Pan al final de la jornada

Un día, llegamos a una aldea al atardecer, después de una larga caminata a pleno sol que nos había dejado extenuados. No habíamos probado bocado en todo el día y, cuando entramos en la casa de los conocidos que nos ofrecieron cobijo, las mujeres nos pusimos a preparar la masa del pan y a cocerlo, mientras otros iban a comprar dátiles y aceitunas que lo acompañarían en la cena.

Jesús, entretanto, se había quedado fuera, rodeado de la gente que había ido llegando. Escuchaba a cada uno, le preguntaba su nombre, tocaba sus heridas y se interesaba por sus fiebres, con la misma ternura con que una madre acariciaría y curaría las de su hijo enfermo. El contacto de sus manos, decía la gente, comunicaba sosiego y alivio; el aliento de sus palabras contagiaba ánimo y esperanza para seguir viviendo y luchando contra las fuerzas de la muerte.
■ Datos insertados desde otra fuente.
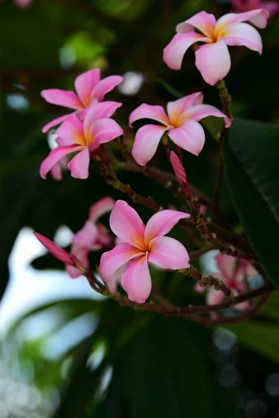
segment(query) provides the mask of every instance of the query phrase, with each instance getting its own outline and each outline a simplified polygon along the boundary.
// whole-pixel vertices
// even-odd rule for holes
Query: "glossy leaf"
[[[257,256],[279,288],[279,128],[237,119],[225,140],[229,189]]]

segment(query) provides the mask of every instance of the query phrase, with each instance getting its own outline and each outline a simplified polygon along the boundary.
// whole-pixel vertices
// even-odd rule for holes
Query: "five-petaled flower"
[[[213,272],[212,275],[222,280],[227,287],[232,291],[234,296],[239,295],[245,290],[246,278],[258,275],[257,271],[247,260],[239,260],[235,257],[221,254],[216,256],[216,260],[219,271]],[[196,284],[195,288],[197,292],[203,292],[205,290],[199,284]],[[225,295],[223,292],[210,288],[206,293],[207,304],[219,304],[224,297]],[[245,309],[248,306],[248,302],[245,302],[236,305],[236,308]]]
[[[164,236],[179,219],[189,217],[182,212],[161,210],[144,226],[134,209],[126,202],[117,201],[110,224],[122,243],[102,255],[99,268],[100,277],[109,288],[115,291],[121,275],[121,284],[129,299],[143,303],[151,291],[149,263],[169,270],[189,267],[189,256],[184,246],[174,238]],[[125,266],[123,272],[121,268]]]
[[[77,152],[68,167],[73,177],[87,178],[90,153],[100,144],[123,134],[123,129],[110,116],[121,106],[117,102],[97,103],[87,112],[82,123],[71,115],[55,132],[59,146],[53,149],[42,162],[40,174],[46,178],[50,170],[65,155]]]
[[[77,93],[60,88],[50,88],[43,90],[40,94],[52,104],[73,109],[80,118],[83,119],[91,106],[102,102],[107,93],[111,91],[123,80],[123,77],[120,75],[110,75],[101,80],[99,68],[94,68],[77,77],[75,81]],[[45,133],[50,128],[67,119],[70,114],[72,114],[63,115],[52,121],[43,127],[43,132]]]
[[[233,6],[233,11],[236,13],[264,8],[269,12],[269,17],[272,17],[279,12],[278,0],[271,0],[271,1],[269,1],[269,0],[231,0],[231,3]],[[261,15],[258,15],[255,17],[250,19],[249,22],[261,28],[264,24],[264,17],[263,18]]]
[[[141,166],[146,164],[156,152],[160,139],[165,132],[169,138],[184,150],[198,155],[203,148],[205,134],[199,121],[209,116],[224,118],[226,127],[231,121],[220,110],[209,104],[202,104],[202,93],[194,93],[169,102],[167,105],[167,115],[162,106],[144,103],[130,115],[131,125],[138,119],[153,119],[163,125],[146,125],[137,131],[132,154]]]
[[[89,251],[107,248],[113,245],[114,237],[103,224],[98,221],[101,216],[112,210],[114,203],[113,199],[107,196],[93,203],[90,207],[89,219],[73,237],[70,254],[75,256],[82,265],[87,268],[89,267]],[[66,265],[66,270],[73,279],[79,277],[81,274],[79,269],[73,265]]]
[[[228,45],[243,45],[262,54],[262,42],[259,33],[250,24],[243,23],[255,17],[258,19],[259,27],[264,28],[269,12],[258,9],[245,13],[228,13],[217,21],[213,15],[199,12],[176,26],[177,33],[165,48],[163,60],[172,70],[180,70],[189,47],[195,42],[204,42],[206,45],[195,52],[195,63],[204,81],[213,85],[229,71]]]

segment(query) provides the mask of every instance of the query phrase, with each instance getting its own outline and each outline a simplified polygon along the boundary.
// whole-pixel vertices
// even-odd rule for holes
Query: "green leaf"
[[[279,288],[279,128],[236,119],[223,156],[235,208],[264,268]]]
[[[279,327],[265,322],[243,322],[227,325],[248,348],[279,363]]]
[[[113,364],[113,378],[98,417],[224,416],[216,394],[220,399],[227,394],[211,370],[210,336],[183,320],[156,317]],[[231,401],[229,396],[226,416],[232,417],[236,408]]]

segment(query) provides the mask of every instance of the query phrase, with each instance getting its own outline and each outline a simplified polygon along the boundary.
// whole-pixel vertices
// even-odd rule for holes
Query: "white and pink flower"
[[[257,18],[258,27],[264,28],[268,17],[265,9],[228,13],[218,20],[213,15],[199,12],[177,25],[176,35],[164,49],[163,60],[172,70],[180,70],[187,49],[194,43],[204,43],[195,52],[195,64],[204,81],[213,86],[223,79],[231,68],[228,46],[243,45],[262,54],[259,32],[244,22],[252,19],[255,24]]]
[[[43,90],[41,95],[52,104],[63,106],[75,110],[75,113],[83,119],[88,109],[98,103],[103,102],[107,93],[118,86],[123,78],[120,75],[110,75],[100,79],[99,68],[89,70],[77,77],[75,87],[77,93],[60,88]],[[45,133],[49,129],[60,124],[72,114],[60,116],[47,123],[43,128]]]
[[[121,126],[110,116],[121,106],[117,102],[103,102],[95,104],[82,122],[76,115],[68,116],[54,132],[59,146],[50,151],[42,162],[40,174],[47,173],[66,155],[77,153],[68,164],[72,177],[87,178],[90,154],[101,144],[109,142],[123,133]]]
[[[151,291],[149,263],[167,270],[189,267],[185,247],[176,240],[164,236],[180,219],[189,217],[182,212],[162,210],[152,216],[145,226],[126,202],[117,201],[110,224],[121,243],[102,255],[99,268],[109,288],[116,291],[121,276],[121,284],[129,299],[143,303]]]
[[[162,124],[145,125],[137,131],[132,150],[137,164],[144,166],[150,161],[165,132],[176,145],[198,155],[205,141],[204,131],[199,121],[209,116],[224,118],[225,127],[228,127],[231,124],[229,118],[216,107],[202,104],[203,98],[202,93],[198,92],[169,102],[167,105],[167,114],[162,106],[144,103],[137,107],[130,115],[130,126],[138,119],[153,119]]]

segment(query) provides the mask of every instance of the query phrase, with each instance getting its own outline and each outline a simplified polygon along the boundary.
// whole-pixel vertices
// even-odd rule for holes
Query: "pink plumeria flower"
[[[102,102],[107,93],[123,80],[123,77],[120,75],[110,75],[101,80],[99,68],[94,68],[77,77],[75,81],[77,93],[60,88],[50,88],[43,90],[40,94],[49,103],[75,109],[75,113],[83,119],[89,107]],[[43,132],[45,133],[50,128],[59,125],[67,119],[70,114],[52,121],[43,127]]]
[[[90,251],[98,251],[112,245],[114,237],[100,222],[99,218],[110,212],[114,201],[111,197],[104,197],[92,205],[89,210],[89,218],[84,226],[73,237],[70,254],[78,258],[82,265],[89,268],[88,254]],[[80,271],[76,267],[67,265],[66,270],[73,278],[79,277]]]
[[[169,270],[189,267],[189,256],[183,245],[164,236],[179,219],[189,217],[182,212],[162,210],[152,216],[144,226],[134,209],[126,202],[117,201],[110,224],[122,243],[102,255],[99,268],[100,277],[109,288],[115,291],[120,274],[121,286],[129,299],[144,303],[151,291],[149,263]]]
[[[226,254],[218,254],[216,257],[218,272],[213,272],[214,277],[220,279],[232,293],[236,296],[245,289],[244,279],[257,276],[258,273],[247,260],[238,260],[235,257]],[[238,265],[239,263],[239,265]],[[205,288],[199,284],[195,286],[196,291],[203,292]],[[216,291],[210,288],[206,293],[206,302],[209,305],[220,303],[225,297],[224,293],[220,291]],[[246,302],[239,304],[236,307],[239,309],[246,309],[249,304]]]
[[[72,177],[87,178],[90,153],[101,144],[112,141],[122,135],[123,129],[110,117],[121,106],[116,102],[97,103],[86,114],[84,122],[76,115],[71,115],[54,132],[59,146],[53,149],[42,162],[40,174],[46,178],[47,173],[65,155],[77,153],[68,164]]]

Cuando le llamamos para comer, no hizo caso y continuó hablando, escuchando, acariciando. No parecía tener prisa, ni hambre, ni cansancio, y no entró en la casa hasta que despidió al último enfermo.

Cuando tomó el pan aquella noche para partirlo y repartirlo, según su costumbre, todos nos dimos cuenta de que así era él: un pan partido y repartido, una vida devorada por todos los que tenían hambre de vivir, de ser amados, escuchados, comprendidos, sanados. Con la misma naturalidad con que repartía aquel pan, se repartía a sí mismo sin reservarse nada, sin guardarse nada, y entregaba a todos su tiempo, su afecto, su interés, su amistad.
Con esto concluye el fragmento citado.